USC Women's Basketball

USC WBB’s MiLaysia Fulwiley cashing in on NIL. What goes into making those deals?

South Carolina guard MiLaysia Fulwiley (12) signs an autograph for a fan before the NCAA Selection Show for the Gamecocks’ at Colonial Life Arena in Columbia on Sunday, March 17, 2024.
South Carolina guard MiLaysia Fulwiley (12) signs an autograph for a fan before the NCAA Selection Show for the Gamecocks’ at Colonial Life Arena in Columbia on Sunday, March 17, 2024. Special To The State

South Carolina women’s basketball freshman MiLaysia Fulwiley has solidified herself as one of the sport’s most exciting players.
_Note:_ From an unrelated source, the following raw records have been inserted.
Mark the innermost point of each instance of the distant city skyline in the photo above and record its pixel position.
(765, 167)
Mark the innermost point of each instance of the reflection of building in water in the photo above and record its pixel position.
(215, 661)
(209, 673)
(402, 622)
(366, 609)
She has about 189,000 social media followers between her Instagram (@laywitdabutter) and TikTok (@laywitdabutterr) accounts. Both handles were derived from the nickname Fulwiley earned for her smooth, highlight-reel-worthy style of play. She has recently inked multiple high-profile NIL (name, image and likeness) deals with Red Bull and Stephen Curry’s Curry Brand with Under Armour. Fulwiley also has her own signature butter sauce with local restaurant Mr. Seafood.

These deals were made possible by Fulwiley’s agent, Dorian Branch. Branch graduated with a degree in broadcast journalism from the University of Houston after a four-year varsity basketball career. She now works as a women’s basketball agent for Excel Sports Management.

The State spoke with Branch about what it’s like navigating the ever-changing NIL landscape and the process of curating deals for South Carolina’s freshman phenom.

(Answers have been edited for clarity and length)

Question: What made you want to become an agent, and what was that process like?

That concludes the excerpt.